The horizontal strut of the kite is a segment PQ of the x-axis with midpoint the origin O and its vertical strut is a segment RS of the y-axis with R above and S below O . The line AOB has A on PR and B on QS and the line COD has C on RQ and D on PS . The lines AD and BC intersect PQ at X and Y . The theorem states that XO = OY .

It can be changed into an incidence theorem by reflecting the right-hand side into the left-hand side through the point O as illustrated. It is now required to show that AD, PO, B'C' concur.

For fixed AO , consider the projectivity that takes X to Y' as follows: project PO onto PS by the point A ; project PS to PR' by O ; project PR' to PO by B' .

In the special case when X is chosen such that DC' is the reflection of B'A in PO it is obvious that it goes to itself, if X=O , then it goes to points along the line AO and back to O and, if X=P , then it just remains there for each projection. However, a projectivity is uniquely determined by images of three points so this one is the identity and Y'=X .

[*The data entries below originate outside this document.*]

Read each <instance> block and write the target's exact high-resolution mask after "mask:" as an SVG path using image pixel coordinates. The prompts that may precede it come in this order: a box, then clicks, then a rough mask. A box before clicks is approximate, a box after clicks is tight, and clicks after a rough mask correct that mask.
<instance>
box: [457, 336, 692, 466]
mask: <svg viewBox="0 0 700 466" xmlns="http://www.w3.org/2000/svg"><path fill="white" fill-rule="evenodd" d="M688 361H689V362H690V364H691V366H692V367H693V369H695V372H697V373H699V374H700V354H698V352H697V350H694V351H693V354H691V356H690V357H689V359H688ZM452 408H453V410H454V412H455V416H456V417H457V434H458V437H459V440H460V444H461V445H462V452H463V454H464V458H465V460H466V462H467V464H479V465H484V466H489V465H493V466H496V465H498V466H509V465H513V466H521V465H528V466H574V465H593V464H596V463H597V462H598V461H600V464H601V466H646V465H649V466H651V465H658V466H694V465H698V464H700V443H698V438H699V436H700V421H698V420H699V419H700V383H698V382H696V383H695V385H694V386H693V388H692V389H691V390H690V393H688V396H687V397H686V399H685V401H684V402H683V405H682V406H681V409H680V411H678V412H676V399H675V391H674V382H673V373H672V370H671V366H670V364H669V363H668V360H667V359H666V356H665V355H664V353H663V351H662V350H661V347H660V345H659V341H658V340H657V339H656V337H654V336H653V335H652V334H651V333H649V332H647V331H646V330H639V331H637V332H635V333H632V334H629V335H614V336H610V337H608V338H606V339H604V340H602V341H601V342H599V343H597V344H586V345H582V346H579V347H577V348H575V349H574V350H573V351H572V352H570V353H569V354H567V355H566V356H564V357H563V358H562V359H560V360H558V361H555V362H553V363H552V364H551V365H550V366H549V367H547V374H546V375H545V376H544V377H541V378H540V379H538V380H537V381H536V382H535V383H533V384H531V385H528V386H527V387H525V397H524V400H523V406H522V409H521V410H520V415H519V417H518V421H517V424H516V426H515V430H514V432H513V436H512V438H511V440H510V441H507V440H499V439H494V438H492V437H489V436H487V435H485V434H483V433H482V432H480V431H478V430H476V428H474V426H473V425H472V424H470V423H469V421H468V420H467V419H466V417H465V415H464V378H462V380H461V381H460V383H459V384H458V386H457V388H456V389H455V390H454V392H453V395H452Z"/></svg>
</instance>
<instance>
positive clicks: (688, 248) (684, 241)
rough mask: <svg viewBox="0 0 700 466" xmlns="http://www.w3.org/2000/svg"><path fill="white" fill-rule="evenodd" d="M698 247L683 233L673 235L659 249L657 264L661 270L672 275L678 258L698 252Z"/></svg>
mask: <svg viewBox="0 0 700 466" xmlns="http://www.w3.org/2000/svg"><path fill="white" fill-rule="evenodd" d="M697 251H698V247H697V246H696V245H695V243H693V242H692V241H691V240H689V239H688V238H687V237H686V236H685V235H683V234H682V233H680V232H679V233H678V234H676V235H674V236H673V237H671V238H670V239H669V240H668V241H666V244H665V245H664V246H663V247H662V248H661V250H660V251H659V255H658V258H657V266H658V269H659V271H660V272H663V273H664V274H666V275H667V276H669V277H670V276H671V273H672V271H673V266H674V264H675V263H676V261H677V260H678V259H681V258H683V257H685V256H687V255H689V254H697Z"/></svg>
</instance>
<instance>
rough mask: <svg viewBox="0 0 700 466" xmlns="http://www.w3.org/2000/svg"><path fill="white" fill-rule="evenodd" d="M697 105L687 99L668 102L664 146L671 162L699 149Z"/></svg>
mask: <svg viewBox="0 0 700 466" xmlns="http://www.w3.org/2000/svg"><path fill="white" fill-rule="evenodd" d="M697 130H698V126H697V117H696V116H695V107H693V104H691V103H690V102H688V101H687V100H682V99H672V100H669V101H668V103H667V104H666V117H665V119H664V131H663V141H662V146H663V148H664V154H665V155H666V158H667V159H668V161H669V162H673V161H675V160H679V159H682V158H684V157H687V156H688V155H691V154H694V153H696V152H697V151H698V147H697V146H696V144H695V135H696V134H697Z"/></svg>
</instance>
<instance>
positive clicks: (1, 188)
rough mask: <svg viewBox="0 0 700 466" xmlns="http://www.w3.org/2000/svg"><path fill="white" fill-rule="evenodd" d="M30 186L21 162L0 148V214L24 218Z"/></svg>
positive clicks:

The same method can be used to prove the theorem directly, without the reflection in O. For fixed AB, define a projectivity by three projections that takes X to Y and note that it leaves O fixed and takes P to Q and, if X is the point so that the diagram is the symmetrical about RS, then OX = OY. Since the projectivity agrees with the involution that reflects in RS for three positions of X, it must coincide with the involution.